Measurement method: proton decoupling method Pulse width: 45 degrees Pulse repetition time: 4 seconds Measurement standard: Tetramethylsilane window function: Exponential or Gaussian integration number: 2500

<Method for calculating the number of ethyl branches>
Derived from methine carbon to which a branch having 2 carbon atoms is bonded, when the sum of the peak areas of all peaks having a peak top at 5 to 50 ppm is 1000 in the NMR spectrum obtained by treating the window function with an exponential. The number of short chain branches was calculated from the peak area. Under the present measurement conditions, the number of ethyl branches was determined from the peak area of 39.5 to 40.0 ppm.
<Calculation method of butyl branch>
Derived from methine carbon having 4 carbon atoms combined when the sum of the peak areas of all peaks having a peak top at 5 to 50 ppm is 1000 in the NMR spectrum obtained by treating the window function with an exponential. The number of short chain branches was calculated from the peak area. Under these measurement conditions, the number of butyl branches was determined from the total value of the peak area of 38.0 to 38.21 ppm and the peak area of 35.85 to 36.00 ppm.

(8) Evaluation of kneadability of composition The following kneadability evaluation was performed to determine whether melt kneading is possible at a temperature lower than the decomposition temperature of a general pyrolytic foaming agent, that is, 115 ° C.
Using a roll kneader, kneading was performed under conditions of a roll temperature of 115 ° C. and a kneading time of 5 minutes, and the kneadability of the composition was evaluated. The case where the pellets were completely melted after 5 minutes was marked as ◯, and the case where unmelted pellets remained was marked as x. When unmelted pellets remain, cross-linking unevenness and non-uniform cell diameter of the produced cross-linked foam are generated.

(9) Foam density (d, unit: Kg / m ³ )
The density of the foam was measured according to the method defined in Method A of JIS K7112-1980. Note that the foam sample was not annealed.
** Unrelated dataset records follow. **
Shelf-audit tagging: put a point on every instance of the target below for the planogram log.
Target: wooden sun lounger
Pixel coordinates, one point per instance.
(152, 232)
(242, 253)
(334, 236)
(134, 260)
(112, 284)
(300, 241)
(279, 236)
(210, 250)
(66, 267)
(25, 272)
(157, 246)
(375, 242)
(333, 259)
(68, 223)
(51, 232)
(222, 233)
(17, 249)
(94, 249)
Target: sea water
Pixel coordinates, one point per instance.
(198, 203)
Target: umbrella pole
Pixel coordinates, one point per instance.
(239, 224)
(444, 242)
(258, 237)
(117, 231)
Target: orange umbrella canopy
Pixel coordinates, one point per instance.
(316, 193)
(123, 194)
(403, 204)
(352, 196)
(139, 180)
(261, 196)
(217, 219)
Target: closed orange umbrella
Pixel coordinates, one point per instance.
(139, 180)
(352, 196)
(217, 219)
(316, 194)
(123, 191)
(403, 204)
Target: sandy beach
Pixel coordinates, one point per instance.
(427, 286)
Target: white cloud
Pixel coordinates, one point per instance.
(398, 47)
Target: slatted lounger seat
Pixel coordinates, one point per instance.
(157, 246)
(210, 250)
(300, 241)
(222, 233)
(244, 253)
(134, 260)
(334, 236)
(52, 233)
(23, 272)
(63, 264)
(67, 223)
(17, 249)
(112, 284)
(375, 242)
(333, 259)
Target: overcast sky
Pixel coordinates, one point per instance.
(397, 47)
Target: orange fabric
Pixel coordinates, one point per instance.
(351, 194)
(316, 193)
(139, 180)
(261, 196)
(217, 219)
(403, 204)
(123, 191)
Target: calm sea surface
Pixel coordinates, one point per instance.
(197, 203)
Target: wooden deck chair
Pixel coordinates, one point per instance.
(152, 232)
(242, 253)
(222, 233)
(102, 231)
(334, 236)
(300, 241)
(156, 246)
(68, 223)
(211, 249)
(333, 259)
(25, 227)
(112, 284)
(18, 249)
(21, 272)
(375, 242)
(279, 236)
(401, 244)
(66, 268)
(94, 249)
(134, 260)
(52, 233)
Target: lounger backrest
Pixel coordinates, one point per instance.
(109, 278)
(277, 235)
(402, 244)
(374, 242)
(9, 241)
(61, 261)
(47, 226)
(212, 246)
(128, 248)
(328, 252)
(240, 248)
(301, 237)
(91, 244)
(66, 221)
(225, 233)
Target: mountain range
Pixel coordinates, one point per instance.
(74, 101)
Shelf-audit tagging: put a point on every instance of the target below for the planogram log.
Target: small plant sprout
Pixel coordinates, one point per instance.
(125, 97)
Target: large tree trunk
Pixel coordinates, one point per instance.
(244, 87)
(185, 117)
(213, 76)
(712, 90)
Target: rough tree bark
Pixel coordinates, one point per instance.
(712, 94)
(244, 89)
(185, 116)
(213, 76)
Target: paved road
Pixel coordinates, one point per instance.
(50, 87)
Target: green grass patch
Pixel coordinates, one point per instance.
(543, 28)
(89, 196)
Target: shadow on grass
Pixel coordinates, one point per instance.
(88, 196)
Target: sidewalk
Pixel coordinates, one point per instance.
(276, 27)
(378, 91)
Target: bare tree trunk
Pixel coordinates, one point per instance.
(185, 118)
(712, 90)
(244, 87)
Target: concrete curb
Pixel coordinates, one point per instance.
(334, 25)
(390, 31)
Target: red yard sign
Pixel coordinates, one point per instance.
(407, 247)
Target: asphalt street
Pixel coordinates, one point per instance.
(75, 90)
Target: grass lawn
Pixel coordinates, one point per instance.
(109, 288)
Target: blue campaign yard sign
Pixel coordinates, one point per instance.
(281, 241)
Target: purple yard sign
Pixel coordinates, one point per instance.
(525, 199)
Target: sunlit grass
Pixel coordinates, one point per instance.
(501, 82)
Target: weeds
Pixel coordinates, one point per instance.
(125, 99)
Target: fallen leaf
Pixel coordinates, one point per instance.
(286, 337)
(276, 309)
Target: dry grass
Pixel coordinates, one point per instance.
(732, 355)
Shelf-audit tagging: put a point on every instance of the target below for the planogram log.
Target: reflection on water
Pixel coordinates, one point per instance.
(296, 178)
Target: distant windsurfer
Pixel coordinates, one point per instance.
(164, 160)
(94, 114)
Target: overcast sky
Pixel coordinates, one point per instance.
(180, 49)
(10) Foaming ratio (unit: times)
The density was calculated from the density of the ethylene-α-olefin copolymer determined by the above (1) density method and the foam density determined in (8) by the following formula.
Foaming ratio = ethylene-α-olefin copolymer density / foam density

(11) Hardness of crosslinked foam (unit: none)
The hardness of the surface (mold installation surface) of the obtained crosslinked foam was measured with a C method hardness tester in accordance with ASTM-D2240.

[Example 1]
(1) Treatment of silica In a reactor equipped with a nitrogen-replaced stirrer, 500 ml of toluene as a solvent and silica heat-treated at 300 ° C. under a nitrogen stream (Sypolol 948 manufactured by Devison; average particle size = 55 μm; pore volume) = 1.67 ml / g; specific surface area = 325 m ² / g) was added and stirred. Then, after cooling to 5 ° C., a mixed solution of 28.5 ml of 1,1,1,3,3,3-hexamethyldisilazane and 38.3 ml of toluene was maintained while keeping the temperature in the reactor at 5 ° C. It was dripped in 30 minutes. After completion of the dropping, the mixture was stirred at 5 ° C. for 1 hour and then at 95 ° C. for 3 hours and filtered. The obtained solid component was washed 6 times with 500 ml of toluene and twice with 500 ml of hexane. Thereafter, the solid component was dried at 23 ° C. under reduced pressure for 1 hour to obtain 52.2 g of surface-treated silica gel.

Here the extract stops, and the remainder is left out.